Because of the complexity of state of the art integrated circuits, the timing driven resynthesis process may comprise an extreme number of the iterative procedures described above. What is needed, therefore, is a method whereby the temporal characteristics of the various electrical signals can be determined in a relatively short length of time, so that the iterative process of timing driven resynthesis can proceed without undue delay.
The above and other needs are met by a method of computing timing delays of timing edges of a path of an integrated circuit design. According to the method, all pins within the path are identified, and all timing edges defined by the pins within the path are identified. All pins within the path that are a leading pin of one of the time edges in the path are also identified. For each given pin within the path, a tabulation is made of a number of pins that are upstream from the given pin along a contiguous series of the timing edges in the path. A computational rank is assigned to the given pin based upon the tabulated number for the given pin. The timing edges are ordered for computation based upon the computational rank of the leading pin of each timing edge in the path, to produce an ordered list of timing edges. The timing delays of the timing edges of the path are computed according to the ordered list of timing edges.
In this manner, the timing edges are ordered for either initial computation or recomputation so that dependent timing computations are not accomplished prior to the more independent computations on which they ultimately depend. This method produces a fast timing recomputation procedure whereby the often repeated timing recomputation procedure does not take an unduly long period of time to accomplish.
According to another aspect of the invention, there is presented a method of resynthesizing an integrated circuit design. A timing output cone is identified based on a starting set of pins of the integrated circuit design, and a timing input cone is identified based on an ending set of pins of the integrated circuit design.
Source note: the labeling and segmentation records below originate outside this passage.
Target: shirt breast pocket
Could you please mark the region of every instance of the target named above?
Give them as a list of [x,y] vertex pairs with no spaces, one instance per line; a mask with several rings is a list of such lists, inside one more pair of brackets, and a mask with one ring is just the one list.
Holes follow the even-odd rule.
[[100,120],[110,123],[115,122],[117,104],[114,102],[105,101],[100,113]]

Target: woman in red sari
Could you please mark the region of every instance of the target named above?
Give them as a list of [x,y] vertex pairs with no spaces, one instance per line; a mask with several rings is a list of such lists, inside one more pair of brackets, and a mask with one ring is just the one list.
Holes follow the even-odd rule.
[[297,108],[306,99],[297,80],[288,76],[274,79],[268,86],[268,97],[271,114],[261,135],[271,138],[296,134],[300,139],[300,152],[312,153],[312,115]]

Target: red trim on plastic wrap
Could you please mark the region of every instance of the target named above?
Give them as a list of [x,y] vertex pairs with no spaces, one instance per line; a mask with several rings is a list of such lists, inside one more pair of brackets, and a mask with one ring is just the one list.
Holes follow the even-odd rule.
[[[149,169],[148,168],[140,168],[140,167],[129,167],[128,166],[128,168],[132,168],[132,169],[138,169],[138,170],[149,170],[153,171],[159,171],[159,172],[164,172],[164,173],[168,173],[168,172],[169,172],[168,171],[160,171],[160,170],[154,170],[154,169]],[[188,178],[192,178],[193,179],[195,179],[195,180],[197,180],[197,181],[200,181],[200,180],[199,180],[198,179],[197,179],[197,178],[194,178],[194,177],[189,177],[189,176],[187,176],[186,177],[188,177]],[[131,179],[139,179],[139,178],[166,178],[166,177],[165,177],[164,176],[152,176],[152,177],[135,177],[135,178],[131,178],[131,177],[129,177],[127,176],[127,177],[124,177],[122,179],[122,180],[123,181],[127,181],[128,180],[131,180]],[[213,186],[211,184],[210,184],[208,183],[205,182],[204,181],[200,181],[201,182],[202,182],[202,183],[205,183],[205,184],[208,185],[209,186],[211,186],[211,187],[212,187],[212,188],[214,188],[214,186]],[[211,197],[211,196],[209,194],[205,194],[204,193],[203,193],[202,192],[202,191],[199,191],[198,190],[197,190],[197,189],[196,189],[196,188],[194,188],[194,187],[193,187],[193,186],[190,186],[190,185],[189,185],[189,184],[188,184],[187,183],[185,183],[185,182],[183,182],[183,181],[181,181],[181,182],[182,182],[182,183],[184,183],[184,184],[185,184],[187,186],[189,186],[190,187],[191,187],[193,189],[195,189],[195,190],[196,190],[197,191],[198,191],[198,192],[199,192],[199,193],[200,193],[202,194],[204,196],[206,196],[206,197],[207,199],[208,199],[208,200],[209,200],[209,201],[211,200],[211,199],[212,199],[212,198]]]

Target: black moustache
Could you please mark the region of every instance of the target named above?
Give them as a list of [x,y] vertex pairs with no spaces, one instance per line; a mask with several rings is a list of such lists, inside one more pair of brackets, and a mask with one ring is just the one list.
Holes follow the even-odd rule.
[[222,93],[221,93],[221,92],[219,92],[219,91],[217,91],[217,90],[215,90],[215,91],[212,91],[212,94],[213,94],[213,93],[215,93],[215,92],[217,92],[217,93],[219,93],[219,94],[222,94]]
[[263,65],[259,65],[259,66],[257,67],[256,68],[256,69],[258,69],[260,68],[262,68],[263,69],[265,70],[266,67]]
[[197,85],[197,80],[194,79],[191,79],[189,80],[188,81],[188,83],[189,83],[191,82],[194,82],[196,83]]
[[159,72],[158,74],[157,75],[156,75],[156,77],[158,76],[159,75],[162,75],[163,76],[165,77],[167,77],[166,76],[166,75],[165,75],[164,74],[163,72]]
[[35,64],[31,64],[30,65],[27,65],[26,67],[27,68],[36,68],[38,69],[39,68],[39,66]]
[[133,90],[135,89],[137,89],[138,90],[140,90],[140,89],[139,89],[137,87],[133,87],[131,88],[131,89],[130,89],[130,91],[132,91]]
The timing input cone and the timing output cone are intersected to produce an intersection defining a path. The timing delays of timing edges of the path are computed using the method as described above. The arrival times of the pins of the path are computed based on the timing delays of the timing edges of the path, and the departure times of the pins of the path are also computed based on the timing delays of the timing edges of the path. The total delay of the path is computed from the arrival times and the departure time of the pins of the path. The total delay of the path is compared to a required time of the path. If the total delay of the path is greater than the required time of the path, then a change is made to the integrated circuit design, and the total delay of the path is recomputed in an iterative fashion until the total delay of the path is no greater than the required time of the path.
According to another aspect of the invention, a computer program and a computing device for computing timing delays of timing edges of a path of an integrated circuit design are also described.